The player of Italia '90 is how Matthaeus is best remembered -- a goal against Yugoslavia in West Germany’s opening match his finest highlight. Setting off from deep in his own half, he powered on, a shimmy beyond a pair of Yugoslav defenders buying him space to lash in a left-footed shot to score his second of the game and the Germans’ third.

“That’s probably a key moment to realise what he could do, and it kick-started the whole tournament for Germany,” says Hesse. “We knew where we stood, once that ball went in. Everything was going to be OK.”

“He was great,” says Straten, who puts Germany’s eventual triumph down to the combination of Matthaeus and coach Franz Beckenbauer. “Beckenbauer is not a football teacher, theory was not his thing, but he gave his team the power to win a game and fight to the last minute. Matthaeus was not as technical a player as Beckenbauer, but he played with real heart.”

Matthaeus was then an Inter Milan player, having transferred in 1988 from Bayern.

“When he left Germany for Italy, he was seen as a failed prodigy who had gone for a last big paycheque,” says Hesse. “But at that time, we didn’t know that he would play forever. He had become a different person, a different player.”

With Matthaeus dominating midfield battles, West Germany’s progress to the final was serene, save for the famous semifinal with England in Turin that was won on penalties after an epic end-to-end 1-1 draw. A rematch with Argentina, who had beaten them in the final of Mexico ’86, awaited in Rome’s showpiece.

In the Azteca, Matthaeus had man-marked Maradona at a time the Argentine was playing at an extraterrestrial height and had done a fine job, right until the point Maradona escaped to play in Jorge Burruchaga for the winning goal of a 3-2 thriller.

Rome was different. Maradona was a reduced force, and Matthaeus utterly dominated him. In truth, it was a poor final, won 1-0 by an Andreas Brehme penalty that the skipper passed up the chance to take. He had previously converted the single penalty to win a quarterfinal against Czechoslovakia.

“There was the story that Matthaeus had a problem with his boots, that he didn’t feel comfortable after changing his boot after one of his studs had broken,” says Hesse. “There was also the story that he didn’t want to shoulder the responsibility, and this was a front, the real reason. Brehme has always said that Matthaeus said he didn’t feel right.”

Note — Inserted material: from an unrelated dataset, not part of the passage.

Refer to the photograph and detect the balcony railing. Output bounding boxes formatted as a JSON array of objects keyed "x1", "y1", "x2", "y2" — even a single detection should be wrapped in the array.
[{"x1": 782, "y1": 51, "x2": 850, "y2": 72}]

Brehme slotted home. Captain marvel Matthaeus could lift the trophy while Maradona sobbed tears of disappointment.

Matthaeus would return, but as a very different player after suffering a cruciate ligament rupture playing for Inter in 1991. He inherited the sweeper role that was once Beckenbauer’s but was not nearly as successful as his mentor. USA '94 saw Germany shocked 2-1 by Bulgaria in the quarterfinals and at France '98 by Croatia, who ran riot 3-0 in a quarterfinal that cruelly exposed the slowness of the ageing captain.

It was a sad way to end the longest World Cup career of all, one that in 1990 scaled the very heights.